Les Etats-Unis sont certes notre meilleur allié stratégique, mais comment expliquer leurs messages défaitistes dans notre guerre contre le terrorisme palestinien et islamiste ? Comment Obama pouvait-il croire à la démocratisation rapide des sociétés arabes ? La doctrine américaine selon laquelle les dictatures doivent être balayées et remplacées par des régimes démocratiques n’est pas réalisable dans un monde arabe dominé par des courants islamistes et des tribus archaïques et fanatiques. L’éclatement des régimes en Irak, en Egypte, en Syrie, en Tunisie et en Libye a entrainé un déferlement d’activités terroristes et un afflux d’armes dans l’ensemble du Proche-Orient, au Maghreb et bien au-delà, de Kaboul jusqu’au Sahel et au Nigéria, en passant par la Côte d’Ivoire et la Turquie, membre de l’OTAN. Un chaos destructeur dont les métastases néfastes ont causé la mort de centaines de milliers de personnes et plusieurs millions de réfugiés frappant aux portes de l’Europe.

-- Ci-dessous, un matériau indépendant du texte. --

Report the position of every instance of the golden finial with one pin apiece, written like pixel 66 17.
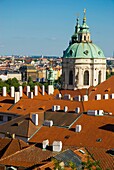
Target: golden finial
pixel 84 14
pixel 84 11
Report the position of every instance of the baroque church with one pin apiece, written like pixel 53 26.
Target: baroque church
pixel 84 63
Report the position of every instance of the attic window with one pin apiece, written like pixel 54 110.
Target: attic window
pixel 86 52
pixel 99 52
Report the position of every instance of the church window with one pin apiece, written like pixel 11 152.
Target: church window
pixel 99 77
pixel 71 78
pixel 86 77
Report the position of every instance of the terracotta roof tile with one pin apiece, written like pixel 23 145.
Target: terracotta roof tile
pixel 27 157
pixel 21 126
pixel 92 129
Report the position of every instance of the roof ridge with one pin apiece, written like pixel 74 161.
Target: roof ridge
pixel 17 152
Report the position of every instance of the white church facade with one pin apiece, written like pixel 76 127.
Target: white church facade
pixel 84 63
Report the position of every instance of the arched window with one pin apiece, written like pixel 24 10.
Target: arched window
pixel 99 77
pixel 71 78
pixel 86 78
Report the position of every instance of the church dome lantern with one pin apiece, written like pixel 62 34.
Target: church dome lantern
pixel 83 61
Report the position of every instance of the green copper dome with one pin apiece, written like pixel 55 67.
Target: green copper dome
pixel 81 45
pixel 83 50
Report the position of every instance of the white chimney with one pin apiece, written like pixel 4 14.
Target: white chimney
pixel 98 97
pixel 112 96
pixel 4 92
pixel 77 98
pixel 57 146
pixel 100 112
pixel 20 91
pixel 45 143
pixel 105 96
pixel 54 108
pixel 28 90
pixel 30 95
pixel 67 96
pixel 92 112
pixel 85 98
pixel 36 90
pixel 78 128
pixel 57 107
pixel 50 89
pixel 48 123
pixel 65 108
pixel 16 97
pixel 77 110
pixel 43 90
pixel 35 119
pixel 59 96
pixel 12 91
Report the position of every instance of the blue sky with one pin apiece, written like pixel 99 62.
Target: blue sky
pixel 44 27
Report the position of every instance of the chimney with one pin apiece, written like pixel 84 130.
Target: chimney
pixel 36 90
pixel 16 97
pixel 43 90
pixel 4 93
pixel 12 91
pixel 35 119
pixel 20 91
pixel 28 90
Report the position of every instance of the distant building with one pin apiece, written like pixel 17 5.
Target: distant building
pixel 84 63
pixel 28 71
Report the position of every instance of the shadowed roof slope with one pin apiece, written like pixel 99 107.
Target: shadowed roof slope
pixel 61 118
pixel 103 88
pixel 21 126
pixel 28 157
pixel 9 146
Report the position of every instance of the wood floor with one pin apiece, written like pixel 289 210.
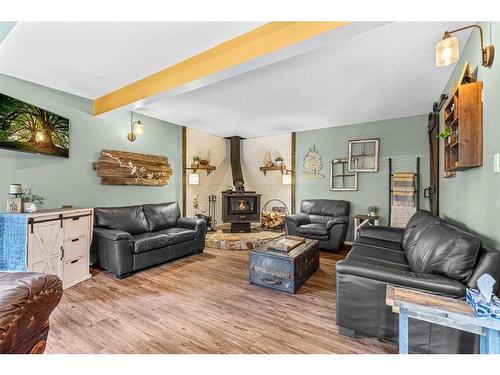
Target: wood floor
pixel 202 304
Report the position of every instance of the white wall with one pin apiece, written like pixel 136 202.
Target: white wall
pixel 252 155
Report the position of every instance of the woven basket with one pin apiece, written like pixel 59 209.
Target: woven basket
pixel 273 217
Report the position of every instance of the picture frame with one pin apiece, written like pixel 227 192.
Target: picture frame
pixel 14 205
pixel 345 180
pixel 363 155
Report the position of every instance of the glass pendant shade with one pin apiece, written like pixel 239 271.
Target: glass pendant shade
pixel 138 128
pixel 286 179
pixel 447 51
pixel 193 179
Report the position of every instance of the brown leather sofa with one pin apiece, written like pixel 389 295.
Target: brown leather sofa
pixel 26 301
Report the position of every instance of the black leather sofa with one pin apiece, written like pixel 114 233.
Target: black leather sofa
pixel 430 255
pixel 325 220
pixel 128 239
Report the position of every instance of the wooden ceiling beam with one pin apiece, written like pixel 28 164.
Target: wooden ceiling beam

Obama pense que l’inaction est préférable à l’action et il reconnaît que sa capacité à peser sur les événements est bien limitée. En fait, Obama, qui est un professeur de Droit à tempérament glacial, n’a pas encore abandonné le processus de paix avec les Palestiniens, et probablement souhaite se ‘venger’ des caprices de Netanyahou. C’est ainsi qu’il étudie attentivement l’initiative française et pourrait ne plus imposer un veto au Conseil de sécurité à une nouvelle résolution qui exigerait de l’Etat juif de se retirer des Territoires et accepter que Jérusalem-Est soit la capitale de l’Etat palestinien.
Cette démarche inquiétante et la perception bien naïve et trompeuse de Washington et de Paris risque d’isoler l’Etat Juif sur l’arène internationale et de renforcer les extrémistes. Cette politique de l’autruche, risque aussi d’affaiblir considérablement le rôle d’influence des Etats-Unis.
Au lien de faire pression sur les Palestiniens pour qu’ils mettent un terme définitif à la violence, à la terreur et à la délégitimation, et de soutenir les pays arabes alliés de l’Occident, tels que l’Arabie saoudite, l’Egypte et la Jordanie, Obama, lui, préfère, coûte que coûte, marquer son empreinte dans les pages de l’Histoire pour justifier un Prix Nobel qui est en réalité non mérité.